Cagayan De Oro City

‘Climate of fear’ stops drivers from protesting fuel-price hikes in Cagayan de Oro

Bobby Lagsa
‘Climate of fear’ stops drivers from protesting fuel-price hikes in Cagayan de Oro

REFUEL. A motorist fuels at a gas station in uptown Cagayan de Oro City where the pump prices average P60 a liter on Tuesday, October 12.

Bobby Lagsa/Rappler

National Confederation of Transport Unions regional coordinator Joel Gabatan says the government failed to help the public transportation sector cope with rising fuel prices amid the COVID-19 pandemic

Many jeepney drivers in Cagayan de Oro have opted to stop driving and look for other work because they have given up hopes that the government would help them by cushioning the impact of spiraling fuel prices amid the pandemic and the economic crisis it has created.

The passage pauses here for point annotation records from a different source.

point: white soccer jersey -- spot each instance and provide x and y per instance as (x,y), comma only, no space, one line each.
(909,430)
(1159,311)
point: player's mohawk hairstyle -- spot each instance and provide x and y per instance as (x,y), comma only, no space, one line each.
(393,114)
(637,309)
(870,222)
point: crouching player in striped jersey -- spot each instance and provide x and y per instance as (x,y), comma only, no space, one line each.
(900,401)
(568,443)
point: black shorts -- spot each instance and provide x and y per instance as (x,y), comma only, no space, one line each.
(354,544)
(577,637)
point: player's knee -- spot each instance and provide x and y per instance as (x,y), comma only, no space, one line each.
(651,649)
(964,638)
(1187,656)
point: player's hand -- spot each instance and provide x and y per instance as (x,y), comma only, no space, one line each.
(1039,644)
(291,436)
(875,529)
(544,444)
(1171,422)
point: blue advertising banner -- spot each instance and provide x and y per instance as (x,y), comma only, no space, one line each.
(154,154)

The National Confederation of Transport Unions (NCTU) in northern Mindanao on Tuesday, October 12, said the situation was aggravated by the climate of fear that effectively repressed dissent, and street demonstrations that, until five years ago, provided the public transportation sector a venue to express grievances.

Joel Gabatan, NCTU regional coordinator, said they have stopped staging rallies in Cagayan de Oro because of the red-tagging of organizers and those supporting street demonstrations.

“The climate of fear is real. Anyone who dares speak up and protest risks being accused of being a communist rebel. This climate has contributed to the unchecked fuel-price increases.” Gabatan told Rappler.

He added, “There are no more activists on the streets of Cagayan de Oro who openly urge the government to act on their complaints. People are afraid. If we say we are going on strike, people get scared.”

He said even organizers of past public transportation strikes in the city themselves have stopped communicating with each other for fear of repercussions.

Gabatan said organized jeepney drivers in the city recently asked that they be allowed to offer contracted services so they could augment their incomes.

“When their request to be allowed to resort to service contracting was denied, they said they might as well stop driving. That was their way of saying that they were in a silent protest,” he said.

Gabatan said the government failed to help the public transportation sector cope with the skyrocketing fuel prices amid the COVID-19 pandemic.

“The government has turned a blind eye, and it has been deaf. There is no help in sight,” he said.

Gabatan said his group was not keen on seeking fare increases because that would hurt the pockets of commuters who were also struggling to cope with the crisis.

But the NCTU said the government should intervene and prevent fuel prices from spiraling.

The group also reiterated calls for the Land Transportation Franchising and Regulatory Board (LTFRB) to allow traditional public transportation drivers to engage in service contracting.

He said the LTFRB made the service-contracting scheme exclusive to those driving newer vehicles registered under public transport cooperatives.

“If jeepney drivers are allowed to do this, then many would return and drive again,” Gabatan said.

Taxi driver Abdulla Amrok said he was struggling to cope with increasing fuel prices in a situation when fewer people were taking taxis.

The average gasoline prices in Cagayan de Oro were at nearly P60 per liter. In uptown Cagayan de Oro, some gas stations sell gasoline for over P60 per liter.

“The prices are always rising. If ever there is a price rollback, it’s only by a few centavos. But whenever there is an increase, it’s almost always more than P1 for every liter,” Amrok complained.

Telesburo Miral, another taxi driver, said he just paid P600 for fuel enough for 80 kilometers of travel.

“I still don’t have money to pay the taxi rent, and I don’t know if I will be able to go home with some earnings and food for my family tonight,” Miral said.